İdarenin yürütmekle yükümlü bulunduğu kamu hizmetine ilişkin olarak uygulamaya koyduğu plan ve projenin hukuka aykırı olduğu nedeniyle iptalleri için menfaatleri ihlal edilenler tarafından açılacak davalar ile idarenin aynı plan ve projeye göre meydana getirdiği yol, kanal, baraj, su yolları, su şebekesi gibi tesislerin kurulması, işletilmesi ve bakımı sırasında kişilere verdiği zararların tazmini istemiyle idari eylem ve işlemlerden dolayı kişisel hakları muhtel olanlar tarafından açılacak davaların görüm ve çözümünün, iptal ve tam yargı davaları kapsamında yargısal denetim yapan idari yargı yerine ait olduğu; idarece herhangi bir ayni hakka müdahalede bulunulduğu, özel mülkiyete konu taşınmaza kamulaştırmasız el atıldığı veya plan ve projeye aykırı iş görüldüğü iddiasıyla açılacak müdahalenin men’i ve meydana gelen zararın tazmini davalarının ise, mülkiyete tecavüzün önlenmesine ve haksız fiillere ilişkin özel hukuk hükümlerine göre adli yargı yerinde çözümleneceği, yerleşik yargısal içtihatlarla kabul edilmiş bulunmaktadır.

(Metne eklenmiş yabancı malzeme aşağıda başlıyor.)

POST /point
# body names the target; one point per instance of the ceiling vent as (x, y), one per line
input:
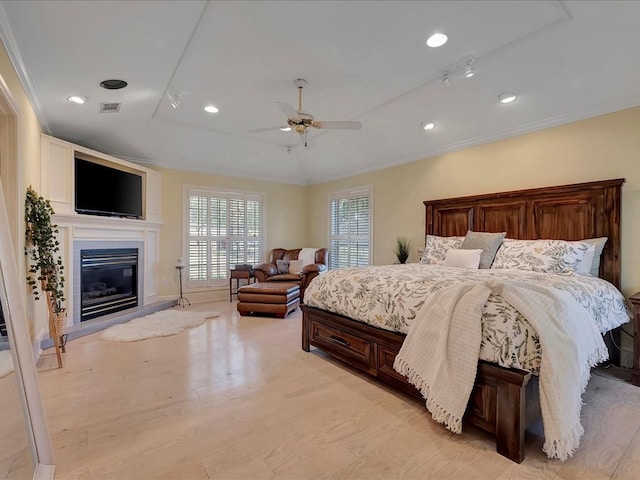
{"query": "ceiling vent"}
(109, 107)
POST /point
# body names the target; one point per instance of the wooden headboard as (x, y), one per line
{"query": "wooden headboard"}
(567, 212)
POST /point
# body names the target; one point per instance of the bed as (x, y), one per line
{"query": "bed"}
(504, 401)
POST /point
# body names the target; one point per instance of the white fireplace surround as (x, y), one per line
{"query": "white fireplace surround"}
(78, 231)
(99, 245)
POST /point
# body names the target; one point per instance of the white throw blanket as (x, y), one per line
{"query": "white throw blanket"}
(440, 354)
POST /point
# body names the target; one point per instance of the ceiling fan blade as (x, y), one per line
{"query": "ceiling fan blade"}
(338, 125)
(266, 129)
(288, 110)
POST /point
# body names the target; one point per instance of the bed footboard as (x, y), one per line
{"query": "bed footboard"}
(504, 402)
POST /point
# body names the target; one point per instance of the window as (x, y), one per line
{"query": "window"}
(224, 229)
(350, 228)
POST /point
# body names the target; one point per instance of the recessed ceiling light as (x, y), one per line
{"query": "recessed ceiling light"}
(437, 40)
(77, 99)
(507, 97)
(113, 84)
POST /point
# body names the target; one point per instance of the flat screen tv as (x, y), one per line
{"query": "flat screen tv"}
(102, 190)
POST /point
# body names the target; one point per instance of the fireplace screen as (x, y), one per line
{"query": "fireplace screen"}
(109, 281)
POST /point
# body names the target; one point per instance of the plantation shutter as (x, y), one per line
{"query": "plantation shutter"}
(350, 228)
(225, 229)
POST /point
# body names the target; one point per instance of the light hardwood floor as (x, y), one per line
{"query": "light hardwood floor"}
(237, 398)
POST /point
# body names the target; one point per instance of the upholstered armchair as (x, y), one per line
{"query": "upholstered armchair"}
(300, 266)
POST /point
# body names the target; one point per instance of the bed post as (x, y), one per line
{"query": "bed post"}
(305, 330)
(511, 413)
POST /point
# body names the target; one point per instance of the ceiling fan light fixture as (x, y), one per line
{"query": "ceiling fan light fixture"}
(79, 99)
(437, 40)
(507, 97)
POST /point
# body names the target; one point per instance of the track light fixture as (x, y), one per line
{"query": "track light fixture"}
(464, 68)
(468, 69)
(175, 99)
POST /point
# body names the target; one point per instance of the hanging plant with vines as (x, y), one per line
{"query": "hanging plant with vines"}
(43, 250)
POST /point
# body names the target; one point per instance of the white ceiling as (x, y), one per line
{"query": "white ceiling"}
(363, 60)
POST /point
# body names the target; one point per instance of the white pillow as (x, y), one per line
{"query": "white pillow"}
(463, 258)
(296, 266)
(436, 248)
(598, 243)
(550, 256)
(584, 267)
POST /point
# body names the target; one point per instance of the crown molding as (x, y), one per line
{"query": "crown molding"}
(11, 46)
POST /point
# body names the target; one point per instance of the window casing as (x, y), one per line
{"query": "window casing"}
(222, 229)
(350, 227)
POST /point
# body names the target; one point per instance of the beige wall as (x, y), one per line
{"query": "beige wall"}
(600, 148)
(286, 219)
(28, 173)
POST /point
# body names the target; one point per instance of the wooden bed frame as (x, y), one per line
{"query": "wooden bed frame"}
(504, 401)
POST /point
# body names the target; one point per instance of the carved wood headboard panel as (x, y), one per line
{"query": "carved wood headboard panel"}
(567, 212)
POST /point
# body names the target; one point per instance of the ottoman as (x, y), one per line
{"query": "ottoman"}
(277, 298)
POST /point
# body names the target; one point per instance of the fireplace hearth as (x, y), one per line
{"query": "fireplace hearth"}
(109, 281)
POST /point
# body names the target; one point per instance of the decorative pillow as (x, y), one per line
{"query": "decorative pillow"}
(435, 249)
(584, 267)
(550, 256)
(295, 266)
(463, 258)
(598, 244)
(487, 242)
(283, 266)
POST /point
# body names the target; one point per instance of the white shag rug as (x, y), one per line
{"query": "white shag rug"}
(6, 363)
(159, 324)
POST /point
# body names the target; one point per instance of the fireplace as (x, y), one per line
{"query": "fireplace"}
(108, 281)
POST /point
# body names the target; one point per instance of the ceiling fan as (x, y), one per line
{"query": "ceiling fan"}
(300, 121)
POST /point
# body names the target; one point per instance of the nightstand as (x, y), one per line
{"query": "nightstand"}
(635, 372)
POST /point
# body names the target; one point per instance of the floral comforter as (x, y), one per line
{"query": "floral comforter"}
(389, 297)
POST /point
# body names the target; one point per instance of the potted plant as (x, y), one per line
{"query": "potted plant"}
(45, 273)
(402, 248)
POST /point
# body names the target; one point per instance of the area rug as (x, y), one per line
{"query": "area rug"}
(6, 363)
(159, 324)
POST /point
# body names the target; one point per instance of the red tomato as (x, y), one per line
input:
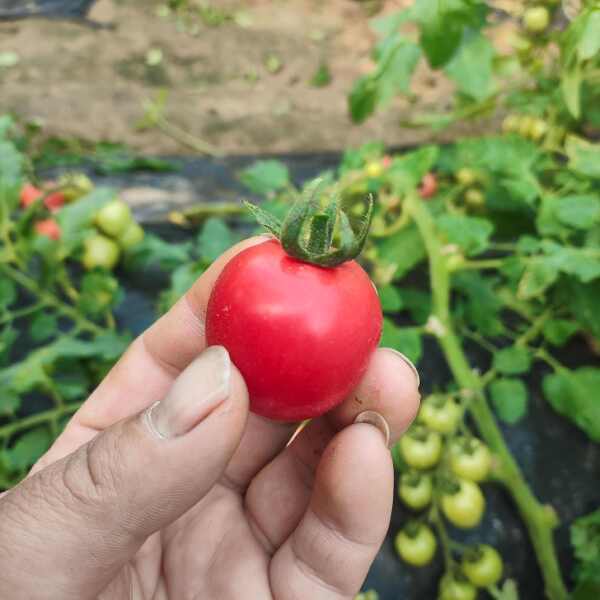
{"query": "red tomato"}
(49, 228)
(301, 335)
(30, 193)
(428, 186)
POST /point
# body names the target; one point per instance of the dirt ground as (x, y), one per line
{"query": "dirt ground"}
(242, 86)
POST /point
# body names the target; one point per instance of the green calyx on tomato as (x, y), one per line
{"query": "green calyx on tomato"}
(441, 414)
(416, 544)
(421, 448)
(470, 459)
(456, 587)
(463, 504)
(415, 490)
(482, 565)
(317, 230)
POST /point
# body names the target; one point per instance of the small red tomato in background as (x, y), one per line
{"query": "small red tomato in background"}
(428, 186)
(30, 193)
(300, 334)
(48, 228)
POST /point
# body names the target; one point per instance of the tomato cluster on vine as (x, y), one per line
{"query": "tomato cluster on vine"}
(442, 466)
(116, 231)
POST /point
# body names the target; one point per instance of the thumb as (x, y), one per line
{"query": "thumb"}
(75, 523)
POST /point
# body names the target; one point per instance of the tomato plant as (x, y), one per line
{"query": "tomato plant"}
(416, 544)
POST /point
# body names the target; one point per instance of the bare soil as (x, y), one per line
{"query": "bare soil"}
(91, 83)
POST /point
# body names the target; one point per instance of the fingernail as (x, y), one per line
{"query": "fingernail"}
(408, 362)
(374, 418)
(202, 386)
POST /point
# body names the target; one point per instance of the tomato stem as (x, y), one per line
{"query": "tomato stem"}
(535, 515)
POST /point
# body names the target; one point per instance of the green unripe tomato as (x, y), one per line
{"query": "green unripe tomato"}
(465, 507)
(536, 19)
(415, 490)
(474, 198)
(466, 176)
(440, 414)
(483, 567)
(100, 252)
(114, 218)
(470, 459)
(132, 236)
(452, 588)
(416, 545)
(421, 449)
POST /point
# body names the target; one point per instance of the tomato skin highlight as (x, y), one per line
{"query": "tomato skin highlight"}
(48, 228)
(301, 335)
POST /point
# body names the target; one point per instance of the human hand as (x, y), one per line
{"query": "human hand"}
(163, 485)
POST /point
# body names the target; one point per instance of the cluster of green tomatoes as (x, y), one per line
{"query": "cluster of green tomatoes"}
(442, 467)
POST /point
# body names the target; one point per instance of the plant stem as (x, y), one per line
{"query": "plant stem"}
(50, 300)
(540, 520)
(38, 419)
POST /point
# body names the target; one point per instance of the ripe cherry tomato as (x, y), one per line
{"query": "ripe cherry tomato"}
(483, 567)
(100, 251)
(132, 236)
(300, 334)
(452, 588)
(114, 218)
(464, 508)
(466, 176)
(470, 459)
(536, 19)
(416, 544)
(415, 490)
(428, 186)
(48, 228)
(440, 414)
(30, 193)
(420, 448)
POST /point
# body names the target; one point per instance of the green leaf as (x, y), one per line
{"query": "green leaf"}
(582, 300)
(404, 339)
(574, 394)
(390, 298)
(401, 252)
(509, 398)
(471, 67)
(585, 539)
(28, 448)
(512, 361)
(581, 212)
(43, 326)
(265, 176)
(571, 88)
(77, 218)
(589, 42)
(584, 157)
(558, 331)
(214, 239)
(9, 403)
(8, 292)
(481, 307)
(99, 293)
(471, 234)
(539, 275)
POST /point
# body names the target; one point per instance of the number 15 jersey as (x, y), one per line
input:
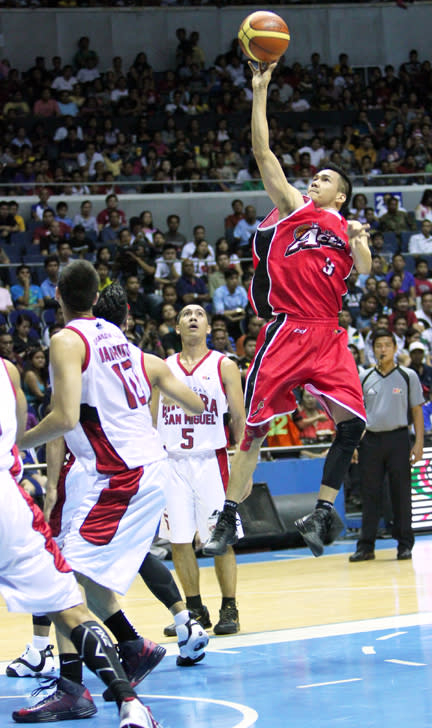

Olayda,  bakım ve kontrolü davalı idareye ait şirkette bulunan asansörün gerekli bakım ve kontrolünün yapılmaması nedeniyle, davacının asansör kapısını açarak binmeye çalıştığı sırada, asansör boşluğuna düşerek yaralanması nedeniyle, uğranılan manevi zararın  giderilmesi istemiyle,  kamu hizmeti yürüten  davalı İdareye karşı dava açıldığı anlaşılmaktadır.

Kamu hizmetinin, yöntemine ve hukuka uygun olarak yürütülüp yürütülmediğinin; kamu yararına uygun şekilde işletilip işletilmediğinin; hizmet kusuru ya da başka bir nedenle idarenin sorumluluğu bulunup bulunmadığının yargısal denetiminin, 2577 sayılı İdari Yargılama Usulü Kanunu’nun 2. maddesinde “idari dava türleri” arasında sayılan “idari işlem ve eylemlerden dolayı zarara uğrayanlar tarafından açılacak tam yargı davası” kapsamında, idari yargı yerlerince yapılacağı açıktır.

Belirtilen durum karşısında, davanın görüm ve çözümü idari yargı yerinin görevine girdiğinden, Danıştay Başsavcısı’nın başvurusunun kabulü ile davalı idare vekilinin görev itirazının, Ankara 11.Asliye Hukuk Mahkemesince reddine ilişkin kararın kaldırılması gerekmiştir. 

SONUÇ : Davanın çözümünde İDARİ YARGININ görevli olduğuna, bu nedenle Danıştay Başsavcısı’nın BAŞVURUSUNUN KABULÜ ile davalı idare vekilinin GÖREV İTİRAZININ Ankara 11.Asliye Hukuk Mahkemesi’nce REDDİNE İLİŞKİN 22.1.2013 gün ve E:2012/357 sayılı KARARININ KALDIRILMASINA, 30.12.2013 gününde OY BİRLİĞİ İLE KESİN OLARAK karar verildi.